Siapa yang salah dari semua ini, tentunya semua adalah kesalahan kita. Kita butuh proses transformasi yang berlandaskan dan menegdepankan nilai budaya kita, semoga kedepan rakyat Buton semakin kritis, sadar dan memegang prinsip moral dan nilai untuk tidak memilih pemimpin dan wakil rakyat yang miskin kompetensi, moral serta membeli suara dengan uang. Proses transisi yang diperlukan diharapkan semoga mendewasakan kita untuk selalu melakukan perbaikan sekecil apapun, yang penting dilakukan secara berkesinambungan.

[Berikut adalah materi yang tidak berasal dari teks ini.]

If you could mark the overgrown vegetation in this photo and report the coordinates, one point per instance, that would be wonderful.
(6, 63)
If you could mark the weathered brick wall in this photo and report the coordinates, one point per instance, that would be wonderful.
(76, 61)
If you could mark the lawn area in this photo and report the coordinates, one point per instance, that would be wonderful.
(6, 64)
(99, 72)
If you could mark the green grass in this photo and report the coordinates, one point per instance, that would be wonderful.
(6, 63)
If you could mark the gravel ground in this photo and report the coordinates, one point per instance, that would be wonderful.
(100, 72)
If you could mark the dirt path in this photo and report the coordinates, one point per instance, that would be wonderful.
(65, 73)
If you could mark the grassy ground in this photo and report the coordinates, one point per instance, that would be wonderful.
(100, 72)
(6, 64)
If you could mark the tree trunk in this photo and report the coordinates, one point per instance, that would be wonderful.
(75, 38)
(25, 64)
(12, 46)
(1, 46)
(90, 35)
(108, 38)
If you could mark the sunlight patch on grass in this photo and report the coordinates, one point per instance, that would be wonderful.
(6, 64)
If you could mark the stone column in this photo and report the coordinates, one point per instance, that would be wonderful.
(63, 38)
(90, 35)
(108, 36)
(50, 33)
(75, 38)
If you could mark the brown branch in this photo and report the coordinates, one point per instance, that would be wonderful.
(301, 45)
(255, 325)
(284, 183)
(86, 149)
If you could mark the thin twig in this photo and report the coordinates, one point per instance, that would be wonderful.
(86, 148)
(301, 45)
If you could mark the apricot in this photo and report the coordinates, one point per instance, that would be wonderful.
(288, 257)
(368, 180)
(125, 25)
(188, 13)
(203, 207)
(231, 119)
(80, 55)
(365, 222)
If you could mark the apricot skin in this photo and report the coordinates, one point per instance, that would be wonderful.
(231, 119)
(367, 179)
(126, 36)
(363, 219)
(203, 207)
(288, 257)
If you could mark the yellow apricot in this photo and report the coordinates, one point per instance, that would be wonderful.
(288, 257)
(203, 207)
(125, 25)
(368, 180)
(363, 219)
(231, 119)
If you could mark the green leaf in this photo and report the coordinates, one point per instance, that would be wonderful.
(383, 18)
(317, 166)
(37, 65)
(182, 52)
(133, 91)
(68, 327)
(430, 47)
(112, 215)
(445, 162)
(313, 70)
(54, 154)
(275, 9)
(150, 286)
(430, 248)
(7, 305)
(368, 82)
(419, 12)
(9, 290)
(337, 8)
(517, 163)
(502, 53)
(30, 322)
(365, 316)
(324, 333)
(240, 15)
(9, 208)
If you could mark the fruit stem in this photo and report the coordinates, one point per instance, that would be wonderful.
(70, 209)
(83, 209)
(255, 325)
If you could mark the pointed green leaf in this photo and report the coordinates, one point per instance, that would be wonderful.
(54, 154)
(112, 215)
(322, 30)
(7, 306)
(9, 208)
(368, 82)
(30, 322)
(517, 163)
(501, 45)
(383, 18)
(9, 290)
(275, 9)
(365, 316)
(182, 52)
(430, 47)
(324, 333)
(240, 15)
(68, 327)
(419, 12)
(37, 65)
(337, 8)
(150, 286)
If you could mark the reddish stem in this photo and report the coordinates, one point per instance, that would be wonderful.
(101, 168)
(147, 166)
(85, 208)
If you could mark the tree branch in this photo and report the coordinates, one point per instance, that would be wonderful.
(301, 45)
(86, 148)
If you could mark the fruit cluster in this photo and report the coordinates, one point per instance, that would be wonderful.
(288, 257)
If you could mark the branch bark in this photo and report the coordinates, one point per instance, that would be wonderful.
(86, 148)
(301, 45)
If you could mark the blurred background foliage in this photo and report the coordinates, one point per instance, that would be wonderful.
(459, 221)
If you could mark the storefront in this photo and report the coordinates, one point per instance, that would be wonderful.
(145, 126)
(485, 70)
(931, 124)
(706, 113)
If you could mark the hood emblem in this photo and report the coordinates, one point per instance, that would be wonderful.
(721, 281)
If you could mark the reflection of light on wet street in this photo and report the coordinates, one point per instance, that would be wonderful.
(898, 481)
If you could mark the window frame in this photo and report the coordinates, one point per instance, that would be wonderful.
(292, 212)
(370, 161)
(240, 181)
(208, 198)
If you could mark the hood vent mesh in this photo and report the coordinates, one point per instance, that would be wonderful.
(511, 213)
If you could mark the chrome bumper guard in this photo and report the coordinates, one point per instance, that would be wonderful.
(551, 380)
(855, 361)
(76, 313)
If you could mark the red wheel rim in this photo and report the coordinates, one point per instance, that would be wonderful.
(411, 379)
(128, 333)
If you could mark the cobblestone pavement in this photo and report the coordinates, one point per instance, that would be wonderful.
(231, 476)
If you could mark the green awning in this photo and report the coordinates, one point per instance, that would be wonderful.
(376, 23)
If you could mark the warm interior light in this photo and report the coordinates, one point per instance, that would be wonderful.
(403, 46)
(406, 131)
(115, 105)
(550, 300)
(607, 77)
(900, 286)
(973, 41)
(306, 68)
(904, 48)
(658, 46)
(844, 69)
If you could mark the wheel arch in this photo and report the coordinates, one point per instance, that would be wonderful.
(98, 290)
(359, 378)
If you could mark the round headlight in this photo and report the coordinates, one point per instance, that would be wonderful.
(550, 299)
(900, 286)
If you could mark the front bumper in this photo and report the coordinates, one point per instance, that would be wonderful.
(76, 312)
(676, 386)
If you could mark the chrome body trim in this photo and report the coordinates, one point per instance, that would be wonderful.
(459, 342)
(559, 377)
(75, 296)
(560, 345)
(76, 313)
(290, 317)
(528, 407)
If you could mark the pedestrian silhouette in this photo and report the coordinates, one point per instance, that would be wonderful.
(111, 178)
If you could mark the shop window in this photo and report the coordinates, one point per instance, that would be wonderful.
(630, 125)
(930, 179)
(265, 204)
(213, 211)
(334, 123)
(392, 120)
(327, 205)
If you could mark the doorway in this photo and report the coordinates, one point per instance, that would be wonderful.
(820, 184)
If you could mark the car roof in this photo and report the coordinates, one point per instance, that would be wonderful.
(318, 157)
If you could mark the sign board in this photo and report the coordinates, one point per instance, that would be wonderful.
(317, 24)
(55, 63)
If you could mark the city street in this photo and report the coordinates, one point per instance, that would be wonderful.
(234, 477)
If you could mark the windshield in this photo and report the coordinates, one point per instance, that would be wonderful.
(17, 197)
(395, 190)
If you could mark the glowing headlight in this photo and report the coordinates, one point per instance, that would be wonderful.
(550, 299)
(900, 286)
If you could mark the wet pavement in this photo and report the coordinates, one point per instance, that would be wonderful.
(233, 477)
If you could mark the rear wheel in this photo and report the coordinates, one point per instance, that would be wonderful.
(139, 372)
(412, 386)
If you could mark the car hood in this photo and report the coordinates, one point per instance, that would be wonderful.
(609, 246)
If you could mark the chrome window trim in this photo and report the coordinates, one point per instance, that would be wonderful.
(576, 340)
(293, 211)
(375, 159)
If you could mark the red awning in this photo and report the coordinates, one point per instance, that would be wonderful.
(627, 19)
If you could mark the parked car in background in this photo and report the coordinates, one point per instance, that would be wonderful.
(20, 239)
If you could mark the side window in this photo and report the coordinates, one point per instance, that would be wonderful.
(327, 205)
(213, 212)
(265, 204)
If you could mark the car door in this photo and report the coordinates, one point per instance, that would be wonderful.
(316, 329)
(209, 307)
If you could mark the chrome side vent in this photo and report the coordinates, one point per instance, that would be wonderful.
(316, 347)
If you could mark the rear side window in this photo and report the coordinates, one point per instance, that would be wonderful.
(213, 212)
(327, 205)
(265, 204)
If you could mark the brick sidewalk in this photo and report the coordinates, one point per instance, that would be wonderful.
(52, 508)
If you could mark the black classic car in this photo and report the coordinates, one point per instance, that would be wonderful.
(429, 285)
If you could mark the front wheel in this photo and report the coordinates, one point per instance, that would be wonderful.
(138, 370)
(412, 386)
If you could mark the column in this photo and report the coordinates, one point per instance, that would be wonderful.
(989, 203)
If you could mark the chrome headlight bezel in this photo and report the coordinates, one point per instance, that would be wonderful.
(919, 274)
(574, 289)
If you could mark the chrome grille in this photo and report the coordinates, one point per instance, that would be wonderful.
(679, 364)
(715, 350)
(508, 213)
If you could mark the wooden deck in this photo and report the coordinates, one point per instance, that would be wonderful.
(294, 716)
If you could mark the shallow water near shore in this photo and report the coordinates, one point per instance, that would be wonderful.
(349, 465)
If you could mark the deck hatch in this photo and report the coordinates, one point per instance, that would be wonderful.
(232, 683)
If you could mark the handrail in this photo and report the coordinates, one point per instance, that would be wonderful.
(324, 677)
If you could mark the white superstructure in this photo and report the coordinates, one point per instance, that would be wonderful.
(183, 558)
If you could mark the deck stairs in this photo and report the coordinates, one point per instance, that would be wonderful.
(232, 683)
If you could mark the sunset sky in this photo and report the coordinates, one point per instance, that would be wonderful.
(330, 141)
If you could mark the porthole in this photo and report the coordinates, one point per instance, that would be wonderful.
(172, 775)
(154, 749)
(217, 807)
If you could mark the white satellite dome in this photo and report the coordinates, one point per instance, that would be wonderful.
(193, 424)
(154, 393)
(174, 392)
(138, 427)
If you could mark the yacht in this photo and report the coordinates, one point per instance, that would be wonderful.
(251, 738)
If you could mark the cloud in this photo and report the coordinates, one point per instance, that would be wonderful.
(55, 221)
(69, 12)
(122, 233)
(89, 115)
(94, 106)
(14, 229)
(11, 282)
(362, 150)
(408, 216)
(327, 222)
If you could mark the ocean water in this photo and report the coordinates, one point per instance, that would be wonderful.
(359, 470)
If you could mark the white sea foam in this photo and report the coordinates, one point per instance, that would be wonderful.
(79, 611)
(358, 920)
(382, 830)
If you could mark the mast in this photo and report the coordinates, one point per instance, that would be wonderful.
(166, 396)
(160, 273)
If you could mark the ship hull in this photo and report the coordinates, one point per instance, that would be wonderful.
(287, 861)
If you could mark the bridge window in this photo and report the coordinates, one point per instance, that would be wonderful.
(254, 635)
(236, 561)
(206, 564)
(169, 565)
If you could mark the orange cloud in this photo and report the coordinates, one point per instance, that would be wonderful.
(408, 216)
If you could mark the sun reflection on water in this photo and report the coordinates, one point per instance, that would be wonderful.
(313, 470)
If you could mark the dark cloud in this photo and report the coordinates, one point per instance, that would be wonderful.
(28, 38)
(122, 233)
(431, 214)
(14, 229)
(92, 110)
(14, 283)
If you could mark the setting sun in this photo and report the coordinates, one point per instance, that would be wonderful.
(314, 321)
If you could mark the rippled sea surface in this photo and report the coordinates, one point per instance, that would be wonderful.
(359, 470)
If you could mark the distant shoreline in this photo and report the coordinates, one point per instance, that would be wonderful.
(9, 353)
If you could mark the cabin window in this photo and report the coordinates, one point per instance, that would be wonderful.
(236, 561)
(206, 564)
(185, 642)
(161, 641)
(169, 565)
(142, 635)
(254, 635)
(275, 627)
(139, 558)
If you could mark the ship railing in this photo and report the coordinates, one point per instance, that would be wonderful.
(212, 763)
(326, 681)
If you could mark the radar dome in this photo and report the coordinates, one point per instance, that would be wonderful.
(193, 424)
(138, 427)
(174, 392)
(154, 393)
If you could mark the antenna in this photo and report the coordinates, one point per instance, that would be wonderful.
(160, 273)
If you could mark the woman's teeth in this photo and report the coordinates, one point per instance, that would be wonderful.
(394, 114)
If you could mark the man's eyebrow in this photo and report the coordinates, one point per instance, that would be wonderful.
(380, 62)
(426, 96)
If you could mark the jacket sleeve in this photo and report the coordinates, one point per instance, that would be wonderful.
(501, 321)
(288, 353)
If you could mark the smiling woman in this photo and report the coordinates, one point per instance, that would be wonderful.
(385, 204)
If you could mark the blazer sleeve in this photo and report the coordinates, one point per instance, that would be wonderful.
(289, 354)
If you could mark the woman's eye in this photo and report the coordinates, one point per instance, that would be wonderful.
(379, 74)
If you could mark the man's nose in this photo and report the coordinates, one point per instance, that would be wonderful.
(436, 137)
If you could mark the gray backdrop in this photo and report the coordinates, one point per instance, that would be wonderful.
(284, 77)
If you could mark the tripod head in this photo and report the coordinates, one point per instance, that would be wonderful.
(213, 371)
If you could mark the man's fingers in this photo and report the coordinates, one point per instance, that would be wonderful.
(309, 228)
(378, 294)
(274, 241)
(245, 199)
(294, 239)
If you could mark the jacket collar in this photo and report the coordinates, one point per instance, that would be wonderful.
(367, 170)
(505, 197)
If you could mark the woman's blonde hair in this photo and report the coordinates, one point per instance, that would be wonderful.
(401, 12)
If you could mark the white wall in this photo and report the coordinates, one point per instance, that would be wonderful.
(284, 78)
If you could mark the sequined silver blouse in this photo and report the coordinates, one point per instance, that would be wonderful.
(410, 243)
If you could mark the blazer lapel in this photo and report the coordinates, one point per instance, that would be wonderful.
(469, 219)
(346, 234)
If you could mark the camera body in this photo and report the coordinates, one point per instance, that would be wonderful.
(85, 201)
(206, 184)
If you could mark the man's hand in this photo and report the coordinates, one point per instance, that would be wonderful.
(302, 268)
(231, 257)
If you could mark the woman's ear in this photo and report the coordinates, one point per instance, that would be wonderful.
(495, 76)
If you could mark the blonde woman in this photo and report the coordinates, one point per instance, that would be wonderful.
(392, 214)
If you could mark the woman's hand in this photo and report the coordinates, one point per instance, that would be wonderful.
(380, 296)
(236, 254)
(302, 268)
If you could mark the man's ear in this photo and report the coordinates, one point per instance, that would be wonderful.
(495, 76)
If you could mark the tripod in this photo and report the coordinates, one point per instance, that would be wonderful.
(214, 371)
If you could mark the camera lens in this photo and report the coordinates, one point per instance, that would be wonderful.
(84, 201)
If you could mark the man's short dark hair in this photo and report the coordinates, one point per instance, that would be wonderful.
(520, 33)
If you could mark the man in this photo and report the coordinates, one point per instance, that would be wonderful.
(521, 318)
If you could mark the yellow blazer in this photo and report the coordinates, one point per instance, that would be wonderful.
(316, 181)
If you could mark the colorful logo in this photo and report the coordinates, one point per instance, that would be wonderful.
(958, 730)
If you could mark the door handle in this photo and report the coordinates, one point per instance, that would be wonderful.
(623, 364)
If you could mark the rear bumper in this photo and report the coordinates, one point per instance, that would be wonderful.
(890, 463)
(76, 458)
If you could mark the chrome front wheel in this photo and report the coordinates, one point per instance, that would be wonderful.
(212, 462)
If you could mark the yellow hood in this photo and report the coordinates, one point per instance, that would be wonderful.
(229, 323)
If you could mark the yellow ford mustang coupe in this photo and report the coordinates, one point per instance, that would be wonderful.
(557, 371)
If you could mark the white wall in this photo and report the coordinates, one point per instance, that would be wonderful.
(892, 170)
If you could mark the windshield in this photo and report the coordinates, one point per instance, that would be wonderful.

Perubahan dari suatu orde haus kekuasaan untuk kembali ke orde pembangunan yang berbasis nilai, tidak semudah membalikan telapak tangan. Mengapa? Dalam ukuran sejarah, sebagaimana negara maju seperti Korea Selatan yang periode “Star Up” pembangunannya, paska kemerdekaan dari penjajahan Jepang memeiliki kesamaan dengan negara kita, negara ginseng ini butuh waktu satu genarasi yaitu 20 – 25 tahun dengan pendekatan strategi pembangunan yang berbasisi nilai & berkelanjutan “Sustainable”, bahkan negara ginsen in berhasil menggiring budaya mereka menjadi "budaya unggu"   yang selalu haus akan prestasi (need for Achievement). Korea Selatan juga telah membuka mata kita dengan membuktikan bahwa bukanlah sumber daya alam semata yang menjadi modal utama pembangunan tetapi pembangunan sumber daya manusia yang berkualitaslah yang membawa mereka duduk dan berdiri sejajar dengan negara-negara industri utama didunia.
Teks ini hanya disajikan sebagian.